The invention relates to semiconductor devices. More specifically, the invention relates to FETS having lightly doped drains.
It is a never-ending goal of the semiconductor industry to increase the operating speeds of transistors. The speed of a Field Effect Transistor (FET) can be increased by shortening its channel length. As the channel length is shortened, the distance that carriers must travel between the FET's source and drain regions is reduced.
Device lifetime and reliability become issues of increasing concern as channel lengths of the FETs are shortened. A shorter channel length makes the FET susceptible to the effects of "hot carriers." Hot carriers are typically electrons that are accelerated by high electric fields within the channel. As the gradient of the electric field is increased, the probability of the hot carriers being injected into the thin dielectric layer of the FET's gate structure is also increased. Over time, these hot carriers create a permanent charge in the gate's dielectric. As a result, the gate operating characteristics are progressively degraded over the lifetime of the FET. Eventually, the FET is destroyed.

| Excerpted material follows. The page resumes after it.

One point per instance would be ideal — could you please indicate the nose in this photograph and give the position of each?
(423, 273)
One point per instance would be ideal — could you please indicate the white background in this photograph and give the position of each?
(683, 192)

The effects of the hot carriers can be mitigated by forming a lightly doped drain (LDD) region contiguous with the more heavily drain region and optionally forming an LDD region contiguous with the more heavily doped source region. The LDD regions are formed below the gate oxide/substrate interface and closest to the point within the channel where the greatest electric field strength occurs. The LDD regions provide a series resistance between the drain and source regions which reduces the electrical field strength adjacent the oxide/substrate interface. This reduction in field strength directly reduces the transfer of energy to carriers at the interface. Although the speed of the carriers is slowed somewhat, the number of hot carriers injected into the gate dielectric is reduced dramatically and the lifetime of the FET gate is increased significantly.
The slope of the junction between the LDD region and the channel should be gradual in order to reduce the electric field strength and, consequently, the production of hot carriers. This requires the shape of the LDD region to be formed precisely.
However, problems exist with forming the junction. The LDD dopant, typically arsenic, does not diffuse rapidly when the FET n-channel is being annealed (even though several high temperature anneals are performed to activate the dopant). There is great difficulty in using diffusion of the LDD dopant to achieve a desired distribution. Thus, an abrupt or otherwise undesirably shaped junction results. Even with the addition of LDD regions, the imprecise formation of the junctions causes the lifetime of the FET to be reduced by the hot carriers.